In practice I have also seen the MCP subject become a fetish in organizations. What the MCP does becomes its own ideal, a mystical measuring stick… Some one asked me a while ago with it means to be a communist militant in this period. I have discussed this with people for so many years, but this time around, I was stunned at the question. And I had no honest response.  All I could say is that I do not know. That in this period, we are trying to figure that out. But the figuring out needs to begin from the concrete experiences of our time; not from some magical past.

Our reference point for what it means to be a communist militant is either from books or from talking to older 68ers…



Blanqui and communist/ anarchist art

1. Are we artists or scientists, or artistic scientists?

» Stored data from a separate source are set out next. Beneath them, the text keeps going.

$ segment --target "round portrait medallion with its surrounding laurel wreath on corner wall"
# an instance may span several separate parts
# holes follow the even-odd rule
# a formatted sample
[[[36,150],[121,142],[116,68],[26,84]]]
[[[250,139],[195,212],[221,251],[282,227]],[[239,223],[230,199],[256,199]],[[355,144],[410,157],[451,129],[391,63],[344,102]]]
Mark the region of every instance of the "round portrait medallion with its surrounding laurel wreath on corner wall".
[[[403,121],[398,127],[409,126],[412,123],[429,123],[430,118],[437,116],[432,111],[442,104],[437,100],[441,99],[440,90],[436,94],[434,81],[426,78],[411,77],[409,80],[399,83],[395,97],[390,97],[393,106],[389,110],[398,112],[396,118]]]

“Marxists are accused of Blanquism for treating insurrection as an art! Can there be a more flagrant perversion of the truth, when not a single Marxist will deny that it was Marx who expressed himself on this score in the most definite, precise and categorical manner, referring to insurrection specifically as an art, saying that it must be treated as an art, that you must win the first success and then proceed from success to success, never ceasing the offensive against the enemy, taking advantage of his confusion, etc., etc.? To be successful, insurrection must rely not upon conspiracy and not upon a party, but upon the advanced class. That is the first point. Insurrection must rely upon a revolutionary upsurge of the people. That is the second point. Insurrection must rely upon that turning-point in the history of the growing revolution when the activity of the advanced ranks of the people is at its height, and when the vacillations in the ranks of the enemy and in the ranks of the weak, half-hearted and irresolute friends of the revolution are strongest. That is the third point. And these three conditions for raising the question of insurrection distinguish Marxism from Blanquism. Once these conditions exist, however, to refuse to treat insurrection as an art is a betrayal of Marxism and a betrayal of the revolution.”